Bransfield knew that Marcello came up from a unique background, but he treated Marcello like any other diver he has coached. However, he has spent a little extra time with her and teaching her to slow down and let the diving board do most of the work for her, instead of doing the work herself like she did in gymnastics. Bransfield’s experience and dedication to Marcello has paid off, as she has won several meets for UConn. Bransfield said he has enjoyed coaching Marcello and loves watcher her improve even further.

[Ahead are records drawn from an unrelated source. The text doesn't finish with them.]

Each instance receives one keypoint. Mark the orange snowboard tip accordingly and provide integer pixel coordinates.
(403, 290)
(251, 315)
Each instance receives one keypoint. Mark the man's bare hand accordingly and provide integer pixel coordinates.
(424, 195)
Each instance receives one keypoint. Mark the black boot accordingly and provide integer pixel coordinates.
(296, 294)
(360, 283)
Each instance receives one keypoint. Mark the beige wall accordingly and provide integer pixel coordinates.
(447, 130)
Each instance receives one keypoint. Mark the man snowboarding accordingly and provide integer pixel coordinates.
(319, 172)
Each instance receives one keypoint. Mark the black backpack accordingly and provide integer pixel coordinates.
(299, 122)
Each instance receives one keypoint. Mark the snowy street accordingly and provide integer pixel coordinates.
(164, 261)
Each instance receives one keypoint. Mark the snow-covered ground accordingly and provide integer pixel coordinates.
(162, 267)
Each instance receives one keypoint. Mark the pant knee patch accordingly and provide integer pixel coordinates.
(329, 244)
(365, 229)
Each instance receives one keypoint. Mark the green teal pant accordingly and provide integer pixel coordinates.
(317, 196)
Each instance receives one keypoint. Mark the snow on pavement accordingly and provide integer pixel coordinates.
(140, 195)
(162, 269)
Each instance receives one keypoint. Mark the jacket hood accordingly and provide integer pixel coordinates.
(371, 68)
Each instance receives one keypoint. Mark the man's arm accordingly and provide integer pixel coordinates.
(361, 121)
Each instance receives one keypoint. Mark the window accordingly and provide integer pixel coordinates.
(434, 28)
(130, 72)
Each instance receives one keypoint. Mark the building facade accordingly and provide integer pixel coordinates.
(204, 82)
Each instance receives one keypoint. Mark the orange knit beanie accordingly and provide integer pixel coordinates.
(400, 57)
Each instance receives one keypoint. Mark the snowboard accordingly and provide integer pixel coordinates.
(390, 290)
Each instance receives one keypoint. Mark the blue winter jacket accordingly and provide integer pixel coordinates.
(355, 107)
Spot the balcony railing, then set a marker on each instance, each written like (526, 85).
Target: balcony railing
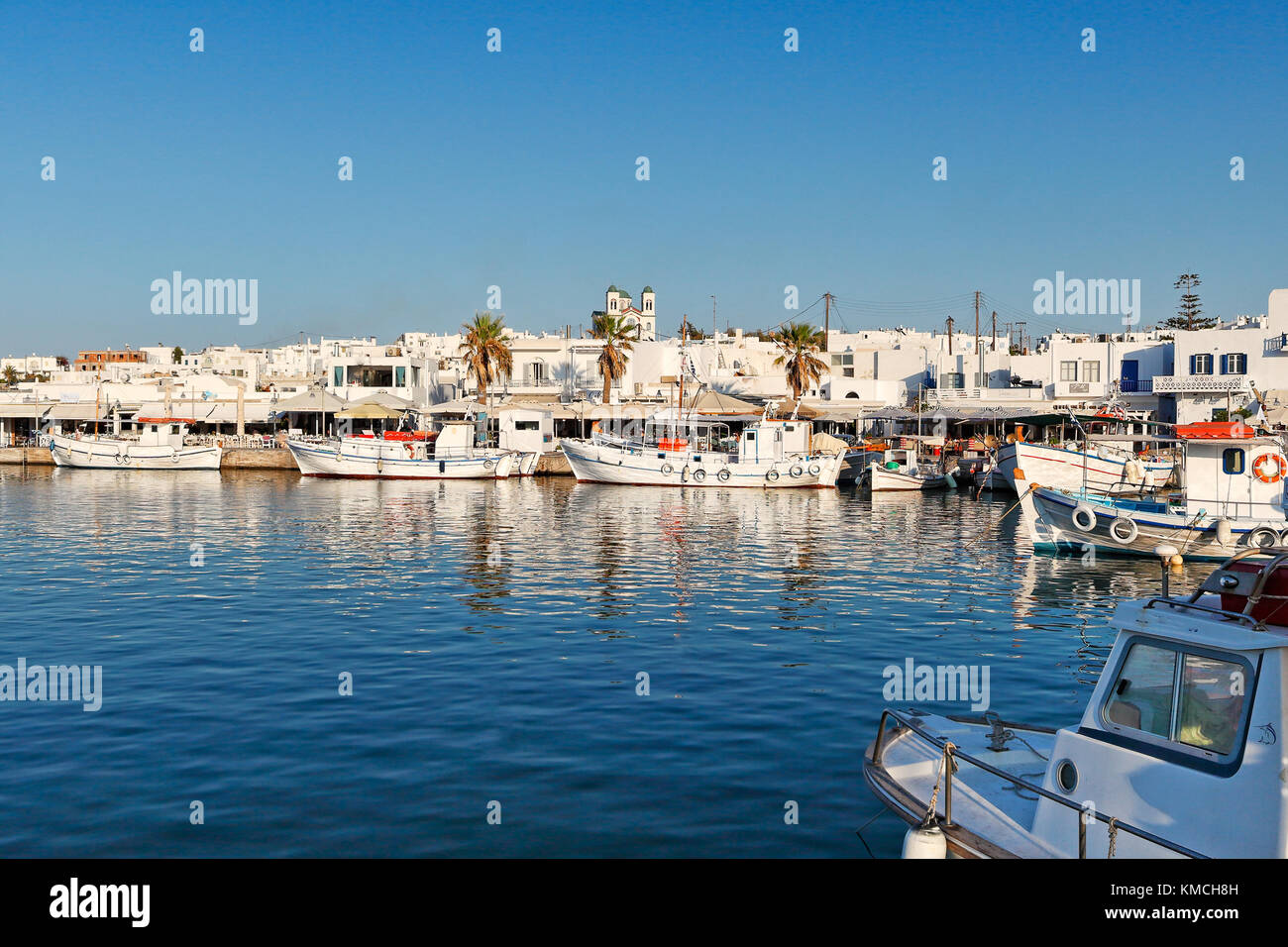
(1175, 384)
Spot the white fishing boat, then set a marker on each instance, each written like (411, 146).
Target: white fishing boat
(160, 445)
(769, 454)
(1233, 499)
(988, 478)
(900, 470)
(1107, 455)
(1176, 754)
(447, 454)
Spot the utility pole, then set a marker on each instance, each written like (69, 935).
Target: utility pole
(827, 317)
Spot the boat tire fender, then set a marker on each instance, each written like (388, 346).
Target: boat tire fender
(1117, 530)
(1262, 536)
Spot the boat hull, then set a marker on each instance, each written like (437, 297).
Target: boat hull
(595, 463)
(1050, 518)
(387, 460)
(111, 454)
(883, 480)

“The most rewarding component for coaching her is watching her light up when she perfects a dive or her form,” Bransfield said. “When she realizes she has done something different, the response that she has to it is like watching a small child that just got a new toy.”
Marcello chose UConn and its diving program over other schools because she felt an intensity from Bransfield that no other coach had. For three years, Marcello has been under Bransfield’s wing and she has left a lasting impression on Bransfield as a coach.
“Monica is one of the hardest workers that I have ever coached, and I’ve coached at five schools and for 20 years,” Bransfield said. “For somebody that driven to be told that they are trying too hard is kind of a paradox and it is a hard pill to swallow.”
In and out of the pool, Marcello works hard. Being a full time student athlete and have to balance class work and your sport can be stressful. In order to deal with that stress, Marcello takes the short drive from campus to her apartment on Red Oak Hill in Wilmington, Connecticut. There, she takes to the oven and stove and dives into cooking, making quinoa, grilled chicken and different salads.
After the smoke from the stove has cleared the kitchen and the dishes have filled the sink, Marcello encloses herself in her room and meditates. With candles lit and soft music faintly in the background, Marcello goes into the tree pose, purging her mind and body from the stress of the day.
“Food is a huge part of my life and making sure I’m taking care of my body,” Marcello said. “Whether it’s cooking, meditation or yoga, I try and do things that will take care of my body mental, physically and spiritually.”
Marcello’s body has been through the ringer in her life, with two herniated discs, a torn ACL and a broken ankle, but she has persevered. A new sport has not only helped rehabilitated her body, but also gave her a new hobby, a new challenge. Marcello has many regrets about gymnastics, but it’s an experience she will hold forever.
Diving has is now apart of her identity, and it tells her tell of perseverance.